# Making bow staves



## Al33 (Jul 16, 2012)

Doug Bell and I went to Villa Rica Saturday and cut Hickory trees to make bow staves. Pictured below is only some of the logs we brought back. Sunday evening we started splitting some of them and man was it hot. We decided it was just too hot to finish them yesterday so we will have more to split when it turns cooler.

I now have a bunch of staves I have to debark plus several cull logs I will turn into smoking wood. Not likely I will make bows out of all the staves but hopefully I will make a few more.


----------



## NCHillbilly (Jul 16, 2012)

Good lookin' pile of wood!  Speaking from learning the hard way, get that bark off of 'em yesterday unless you want a whole lot of smoking wood that looks like Swiss cheese.


----------



## Ta-ton-ka chips (Jul 16, 2012)

Al, you haven't debarked those logs yet?

Posted from Cobb Co Superior Court


----------



## whossbows (Jul 16, 2012)

aint that hot?


----------



## Al33 (Jul 16, 2012)

Welllllll, not sure why but the bark isn't peeling off like I thought it would or did before. Cut and debarked several a couple of years ago and the bark just peeled right off from one end to the other. We cut the trees Saturday so I know the timing was right. I also know there are at least four types of hickory, pignut, mockernut, shellbark, and shagbark. I think most of what we got is shellbark and it may not peel like mockernut or pignut.

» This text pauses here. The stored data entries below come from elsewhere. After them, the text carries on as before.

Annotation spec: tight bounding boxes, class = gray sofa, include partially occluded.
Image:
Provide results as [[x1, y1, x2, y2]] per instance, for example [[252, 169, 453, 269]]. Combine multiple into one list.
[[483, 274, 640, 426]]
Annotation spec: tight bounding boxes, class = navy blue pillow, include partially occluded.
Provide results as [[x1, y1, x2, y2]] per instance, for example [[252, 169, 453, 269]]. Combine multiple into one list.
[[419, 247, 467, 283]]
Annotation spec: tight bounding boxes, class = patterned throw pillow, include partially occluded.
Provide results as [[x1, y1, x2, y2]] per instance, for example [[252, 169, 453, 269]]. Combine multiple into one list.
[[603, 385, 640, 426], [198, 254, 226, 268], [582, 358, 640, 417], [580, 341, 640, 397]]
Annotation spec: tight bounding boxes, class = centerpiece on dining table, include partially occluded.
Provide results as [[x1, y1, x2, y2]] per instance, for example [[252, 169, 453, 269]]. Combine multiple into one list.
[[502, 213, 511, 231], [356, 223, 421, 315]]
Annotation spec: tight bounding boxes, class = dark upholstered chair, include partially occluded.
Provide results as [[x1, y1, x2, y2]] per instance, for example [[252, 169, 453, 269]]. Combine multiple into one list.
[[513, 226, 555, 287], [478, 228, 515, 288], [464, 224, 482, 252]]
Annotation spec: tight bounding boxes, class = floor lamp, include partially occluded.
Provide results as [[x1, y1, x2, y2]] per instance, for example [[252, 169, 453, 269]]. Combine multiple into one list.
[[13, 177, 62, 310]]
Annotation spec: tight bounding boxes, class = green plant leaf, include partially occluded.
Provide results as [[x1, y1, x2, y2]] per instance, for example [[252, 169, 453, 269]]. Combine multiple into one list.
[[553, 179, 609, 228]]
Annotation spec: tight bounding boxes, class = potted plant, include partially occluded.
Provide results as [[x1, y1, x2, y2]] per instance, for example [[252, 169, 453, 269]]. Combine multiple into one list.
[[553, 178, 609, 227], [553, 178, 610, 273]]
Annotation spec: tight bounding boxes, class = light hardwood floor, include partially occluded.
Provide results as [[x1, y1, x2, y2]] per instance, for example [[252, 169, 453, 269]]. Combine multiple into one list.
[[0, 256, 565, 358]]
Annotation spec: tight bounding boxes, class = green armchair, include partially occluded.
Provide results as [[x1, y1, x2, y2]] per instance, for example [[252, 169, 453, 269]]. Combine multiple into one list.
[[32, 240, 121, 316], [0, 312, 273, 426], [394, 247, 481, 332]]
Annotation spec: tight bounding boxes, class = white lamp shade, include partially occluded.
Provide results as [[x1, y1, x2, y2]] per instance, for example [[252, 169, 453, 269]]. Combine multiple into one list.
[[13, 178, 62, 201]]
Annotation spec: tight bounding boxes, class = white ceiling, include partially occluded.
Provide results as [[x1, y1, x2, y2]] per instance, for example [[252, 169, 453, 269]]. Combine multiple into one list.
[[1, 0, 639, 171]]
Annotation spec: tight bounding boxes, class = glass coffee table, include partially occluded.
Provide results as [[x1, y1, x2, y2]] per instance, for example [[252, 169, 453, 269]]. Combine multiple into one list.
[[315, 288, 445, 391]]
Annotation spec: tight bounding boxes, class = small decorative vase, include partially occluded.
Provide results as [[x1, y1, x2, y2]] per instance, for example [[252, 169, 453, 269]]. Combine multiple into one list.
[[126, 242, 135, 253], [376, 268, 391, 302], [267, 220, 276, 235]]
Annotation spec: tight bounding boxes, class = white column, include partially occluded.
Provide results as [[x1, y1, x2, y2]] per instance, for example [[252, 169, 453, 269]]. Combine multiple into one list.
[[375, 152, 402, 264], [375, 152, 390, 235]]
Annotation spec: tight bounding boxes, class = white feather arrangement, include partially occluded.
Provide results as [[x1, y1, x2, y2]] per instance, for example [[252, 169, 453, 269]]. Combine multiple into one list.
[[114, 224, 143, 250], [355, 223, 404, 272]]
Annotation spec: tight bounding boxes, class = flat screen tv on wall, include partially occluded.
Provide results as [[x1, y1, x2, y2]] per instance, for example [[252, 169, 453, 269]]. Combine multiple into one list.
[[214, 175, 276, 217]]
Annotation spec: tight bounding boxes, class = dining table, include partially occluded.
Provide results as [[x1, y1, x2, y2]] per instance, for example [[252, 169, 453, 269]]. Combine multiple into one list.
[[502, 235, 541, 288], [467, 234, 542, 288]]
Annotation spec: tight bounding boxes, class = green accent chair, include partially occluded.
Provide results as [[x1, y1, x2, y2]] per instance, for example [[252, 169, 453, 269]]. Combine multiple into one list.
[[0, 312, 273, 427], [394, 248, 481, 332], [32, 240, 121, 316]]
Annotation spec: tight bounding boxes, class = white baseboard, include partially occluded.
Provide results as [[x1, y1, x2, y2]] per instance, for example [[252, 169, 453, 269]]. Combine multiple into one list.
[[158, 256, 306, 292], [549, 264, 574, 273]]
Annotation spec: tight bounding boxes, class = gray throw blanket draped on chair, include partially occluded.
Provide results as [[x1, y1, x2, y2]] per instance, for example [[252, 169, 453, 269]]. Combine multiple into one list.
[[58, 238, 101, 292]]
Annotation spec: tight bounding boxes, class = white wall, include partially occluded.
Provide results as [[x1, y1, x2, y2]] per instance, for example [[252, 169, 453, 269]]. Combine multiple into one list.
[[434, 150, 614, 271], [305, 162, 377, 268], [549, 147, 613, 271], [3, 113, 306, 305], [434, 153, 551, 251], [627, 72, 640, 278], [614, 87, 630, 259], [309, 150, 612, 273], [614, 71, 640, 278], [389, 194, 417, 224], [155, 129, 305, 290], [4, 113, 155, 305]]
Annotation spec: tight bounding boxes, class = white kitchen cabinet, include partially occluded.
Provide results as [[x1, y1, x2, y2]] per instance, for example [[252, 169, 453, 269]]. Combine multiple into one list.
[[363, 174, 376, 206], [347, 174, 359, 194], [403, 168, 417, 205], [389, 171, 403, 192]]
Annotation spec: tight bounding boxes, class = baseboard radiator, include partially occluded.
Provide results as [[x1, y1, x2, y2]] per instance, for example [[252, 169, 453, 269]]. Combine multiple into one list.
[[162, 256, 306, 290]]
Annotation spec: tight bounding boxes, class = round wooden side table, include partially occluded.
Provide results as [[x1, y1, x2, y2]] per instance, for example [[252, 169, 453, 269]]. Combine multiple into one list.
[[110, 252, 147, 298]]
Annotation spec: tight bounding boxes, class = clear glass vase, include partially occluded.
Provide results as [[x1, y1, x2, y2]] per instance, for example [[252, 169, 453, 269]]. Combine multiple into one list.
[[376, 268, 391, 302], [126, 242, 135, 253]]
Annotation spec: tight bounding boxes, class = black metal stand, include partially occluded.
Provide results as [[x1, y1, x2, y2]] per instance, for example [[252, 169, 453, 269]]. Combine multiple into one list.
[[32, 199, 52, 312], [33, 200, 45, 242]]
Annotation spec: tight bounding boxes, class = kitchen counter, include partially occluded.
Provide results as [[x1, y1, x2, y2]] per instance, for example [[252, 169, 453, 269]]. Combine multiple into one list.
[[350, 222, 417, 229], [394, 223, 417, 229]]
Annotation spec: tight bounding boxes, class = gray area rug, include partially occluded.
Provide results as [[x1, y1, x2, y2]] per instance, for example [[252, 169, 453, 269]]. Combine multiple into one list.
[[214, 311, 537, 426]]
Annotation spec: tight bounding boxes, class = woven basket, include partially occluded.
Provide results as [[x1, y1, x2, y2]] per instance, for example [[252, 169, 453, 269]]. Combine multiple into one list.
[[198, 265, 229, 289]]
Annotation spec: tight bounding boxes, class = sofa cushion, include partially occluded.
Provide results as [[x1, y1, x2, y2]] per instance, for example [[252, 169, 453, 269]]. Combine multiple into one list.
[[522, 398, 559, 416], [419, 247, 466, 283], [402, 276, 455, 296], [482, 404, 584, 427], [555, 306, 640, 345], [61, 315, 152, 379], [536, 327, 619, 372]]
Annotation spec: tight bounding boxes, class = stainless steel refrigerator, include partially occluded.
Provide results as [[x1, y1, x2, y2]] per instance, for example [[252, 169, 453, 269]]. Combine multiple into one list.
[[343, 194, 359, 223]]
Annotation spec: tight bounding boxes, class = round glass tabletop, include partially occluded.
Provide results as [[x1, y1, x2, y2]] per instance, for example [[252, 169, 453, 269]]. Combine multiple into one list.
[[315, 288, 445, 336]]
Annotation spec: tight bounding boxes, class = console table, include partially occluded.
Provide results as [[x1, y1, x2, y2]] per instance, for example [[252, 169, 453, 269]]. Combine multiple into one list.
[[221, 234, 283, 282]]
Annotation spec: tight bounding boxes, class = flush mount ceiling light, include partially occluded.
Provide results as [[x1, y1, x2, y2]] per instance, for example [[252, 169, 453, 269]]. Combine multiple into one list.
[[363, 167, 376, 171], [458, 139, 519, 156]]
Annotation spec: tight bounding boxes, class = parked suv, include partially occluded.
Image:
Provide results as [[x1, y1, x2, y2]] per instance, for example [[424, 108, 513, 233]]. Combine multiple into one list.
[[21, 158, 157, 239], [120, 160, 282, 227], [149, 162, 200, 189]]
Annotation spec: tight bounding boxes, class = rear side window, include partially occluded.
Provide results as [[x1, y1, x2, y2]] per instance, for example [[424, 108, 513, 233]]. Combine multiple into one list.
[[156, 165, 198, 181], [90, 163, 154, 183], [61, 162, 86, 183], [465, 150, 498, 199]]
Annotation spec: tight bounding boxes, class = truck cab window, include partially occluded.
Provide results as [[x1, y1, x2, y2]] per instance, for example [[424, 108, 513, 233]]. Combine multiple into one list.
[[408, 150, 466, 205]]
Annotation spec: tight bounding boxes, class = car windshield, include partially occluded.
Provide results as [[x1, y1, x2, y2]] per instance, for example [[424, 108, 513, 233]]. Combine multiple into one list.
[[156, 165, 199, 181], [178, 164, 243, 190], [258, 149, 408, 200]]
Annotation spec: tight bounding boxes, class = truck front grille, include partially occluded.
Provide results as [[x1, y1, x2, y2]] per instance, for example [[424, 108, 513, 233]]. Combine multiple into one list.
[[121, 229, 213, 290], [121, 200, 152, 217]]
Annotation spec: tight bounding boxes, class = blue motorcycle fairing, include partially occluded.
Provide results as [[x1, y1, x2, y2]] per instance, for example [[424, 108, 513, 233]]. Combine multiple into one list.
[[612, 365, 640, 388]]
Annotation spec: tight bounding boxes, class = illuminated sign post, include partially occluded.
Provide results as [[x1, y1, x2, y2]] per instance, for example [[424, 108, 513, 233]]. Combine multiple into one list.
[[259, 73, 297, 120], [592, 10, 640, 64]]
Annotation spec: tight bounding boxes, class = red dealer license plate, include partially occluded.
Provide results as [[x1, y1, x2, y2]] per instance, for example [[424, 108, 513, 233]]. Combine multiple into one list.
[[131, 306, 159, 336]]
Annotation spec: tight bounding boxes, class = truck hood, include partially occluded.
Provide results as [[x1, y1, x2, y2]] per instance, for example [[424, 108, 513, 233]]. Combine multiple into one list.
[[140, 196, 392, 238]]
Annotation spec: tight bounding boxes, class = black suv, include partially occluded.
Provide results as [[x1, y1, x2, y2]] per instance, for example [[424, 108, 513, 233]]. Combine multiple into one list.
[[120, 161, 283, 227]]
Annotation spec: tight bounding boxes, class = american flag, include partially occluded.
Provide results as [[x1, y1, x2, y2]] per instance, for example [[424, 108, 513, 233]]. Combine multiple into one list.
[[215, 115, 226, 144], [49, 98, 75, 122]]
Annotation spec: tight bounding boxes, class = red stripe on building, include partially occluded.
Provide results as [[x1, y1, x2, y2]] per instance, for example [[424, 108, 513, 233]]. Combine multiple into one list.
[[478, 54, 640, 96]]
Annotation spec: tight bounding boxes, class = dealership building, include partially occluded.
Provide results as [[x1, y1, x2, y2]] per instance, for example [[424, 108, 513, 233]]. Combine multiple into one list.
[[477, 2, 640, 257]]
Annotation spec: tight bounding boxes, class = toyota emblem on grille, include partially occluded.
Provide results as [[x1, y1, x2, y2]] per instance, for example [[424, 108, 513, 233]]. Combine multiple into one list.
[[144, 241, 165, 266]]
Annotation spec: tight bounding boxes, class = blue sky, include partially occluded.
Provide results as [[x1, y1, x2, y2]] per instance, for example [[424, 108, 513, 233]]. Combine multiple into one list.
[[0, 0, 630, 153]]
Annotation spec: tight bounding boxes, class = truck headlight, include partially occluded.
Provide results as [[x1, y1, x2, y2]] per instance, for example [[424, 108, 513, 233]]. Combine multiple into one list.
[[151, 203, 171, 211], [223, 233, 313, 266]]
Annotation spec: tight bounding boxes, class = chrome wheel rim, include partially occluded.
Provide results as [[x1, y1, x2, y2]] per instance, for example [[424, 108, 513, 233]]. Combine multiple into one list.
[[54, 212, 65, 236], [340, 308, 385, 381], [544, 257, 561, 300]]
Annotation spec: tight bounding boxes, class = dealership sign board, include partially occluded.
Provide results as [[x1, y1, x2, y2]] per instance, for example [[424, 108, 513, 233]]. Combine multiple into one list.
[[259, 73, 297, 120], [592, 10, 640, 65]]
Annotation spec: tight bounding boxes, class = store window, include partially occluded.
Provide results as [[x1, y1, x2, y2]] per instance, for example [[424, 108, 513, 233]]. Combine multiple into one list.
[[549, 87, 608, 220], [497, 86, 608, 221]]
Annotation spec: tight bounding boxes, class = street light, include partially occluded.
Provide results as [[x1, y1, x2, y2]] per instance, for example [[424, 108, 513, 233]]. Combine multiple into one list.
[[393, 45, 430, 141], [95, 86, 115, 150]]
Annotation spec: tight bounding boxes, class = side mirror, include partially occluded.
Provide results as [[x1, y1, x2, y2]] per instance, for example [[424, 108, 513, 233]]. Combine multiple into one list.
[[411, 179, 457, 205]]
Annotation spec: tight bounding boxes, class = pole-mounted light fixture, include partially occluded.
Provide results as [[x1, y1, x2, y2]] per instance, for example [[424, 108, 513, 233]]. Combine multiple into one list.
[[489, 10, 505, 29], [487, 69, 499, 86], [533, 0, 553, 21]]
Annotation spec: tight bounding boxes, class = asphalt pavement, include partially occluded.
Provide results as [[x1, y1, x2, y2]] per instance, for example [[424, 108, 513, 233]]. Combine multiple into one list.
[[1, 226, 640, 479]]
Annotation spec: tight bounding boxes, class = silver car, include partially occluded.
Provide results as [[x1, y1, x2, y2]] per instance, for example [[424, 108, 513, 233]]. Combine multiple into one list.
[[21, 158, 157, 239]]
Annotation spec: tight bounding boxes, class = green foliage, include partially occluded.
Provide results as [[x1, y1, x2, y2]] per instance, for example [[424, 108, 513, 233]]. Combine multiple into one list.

I used a draw knife and got about 10 done but still have more to go.


----------



## RPM (Jul 19, 2012)

Al, If you need a hand I'll grab a draw knife, a few Corona's, perhaps a couple subs and run up there.


----------



## coaster500 (Jul 21, 2012)

Those are some great lookin Hickory logs!!!

My shoulders hurt just lookin at them


----------



## Al33 (Jul 21, 2012)

RPM said:


> Al, If you need a hand I'll grab a draw knife, a few Corona's, perhaps a couple subs and run up there.



You know you are welcome to come up anytime. Come on up and I'll put a hatchet in your hand and you can make a bow from one of these staves just like HatchetBowDan does.


----------



## RPM (Jul 21, 2012)

Sounds good Al.  I'll give you a call later.


----------



## RPM (Jul 22, 2012)

Al, The wife and I had a  great time this afternoon!

Thanks to you and Doug for all the help you gave me to get me started!


----------